Si existe un tema de abordaje circular­mente recurrente en nuestra sociedad, ese es la educación. Y decimos circular, porque constantemente estamos vol­viendo al punto de partida. Con estadísticas de rendimiento preocupantes, procesos interrumpi­dos o fracasados, debates interminables entre los que saben y creen saber, contaminaciones ideoló­gicas y deplorable infraestructura.

Uno de los factores determinantes que desenca­dena este escenario dramático, o trágico, de uno de los pilares fundamentales para la transfor­mación cultural, social, económica y política del país es la improvisación al frente del Ministerio de Educación y Ciencias.

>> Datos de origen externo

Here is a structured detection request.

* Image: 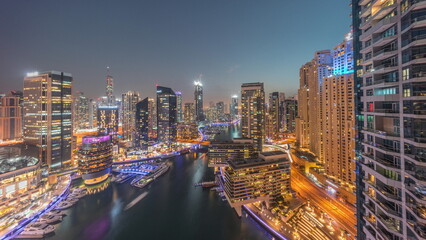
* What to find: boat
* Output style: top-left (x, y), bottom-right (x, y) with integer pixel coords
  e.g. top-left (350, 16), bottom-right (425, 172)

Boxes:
top-left (17, 223), bottom-right (55, 239)
top-left (124, 192), bottom-right (148, 211)
top-left (40, 214), bottom-right (62, 224)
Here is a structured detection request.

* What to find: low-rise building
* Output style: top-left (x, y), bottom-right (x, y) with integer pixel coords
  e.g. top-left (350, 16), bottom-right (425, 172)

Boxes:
top-left (222, 151), bottom-right (291, 216)
top-left (207, 138), bottom-right (258, 167)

Una improvisación que arrastramos por décadas: primero, por una ines­tabilidad permanente que impedía asegurar la gobernabilidad y la proyección a largo plazo de los secretarios de Estado de turno y, segundo, para­dójicamente, por la eternización en los cargos de personas que estaban sujetas a los arbitrarios designios de una dictadura que se encargó de pro­mover e imponer una sistemática alienación de los niños y jóvenes, de manera que sean funcionales a la “paz y el progreso” que reclamaba para sí aquel régimen bañado de criminal brutalidad.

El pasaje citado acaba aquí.